21.3 Without limiting its other rights or remedies, the Company may terminate the Contract with immediate effect by giving written notice to the Buyer if the Buyer fails to pay any amount due under the Contract on the due date for payment.
21.4 On termination of the Contract for any reason the Buyer shall immediately pay to the Company all of the Company's outstanding unpaid invoices and interest.
21.5 Termination of the Contract shall not affect any of the parties' rights and remedies that have accrued as at termination, including the right to claim damages in respect of any breach of this Contract that existed at or before the date of termination.
21.6 Any provision of the Contract that expressly or by implication is intended to come into or continue in force on or after termination shall remain in full force and effect.

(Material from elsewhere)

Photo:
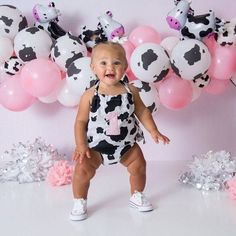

Governing Law and Jurisdiction
22. The Contract and all contracts between the Company and the Buyer shall in respects be governed by English law and all disputes which may arise out of or in connection with these Conditions or the Contract or any contract between the Company and the Buyer or any Goods supplied or to be supplied under the Contract or any contract shall be subject to the exclusive jurisdiction of the English Courts save that the Company shall be at liberty to bring any legal proceedings against the Buyer in the Courts of any other country which it considers appropriate.
23. In the event that the Company shall bring any legal proceedings against the Buyer in connection with these Conditions or the Contract or any contract between the Company and the Buyer or any Goods supplied or to be supplied under the Contract or any contract between the Company and the Buyer the Buyer shall indemnify the Company against all costs and expenses incurred by the Company in connection therewith on a full indemnity basis.
24. For the avoidance of doubt nothing in these terms and conditions are intended to confer on any third party any benefit or the right to enforce any terms within the conditions.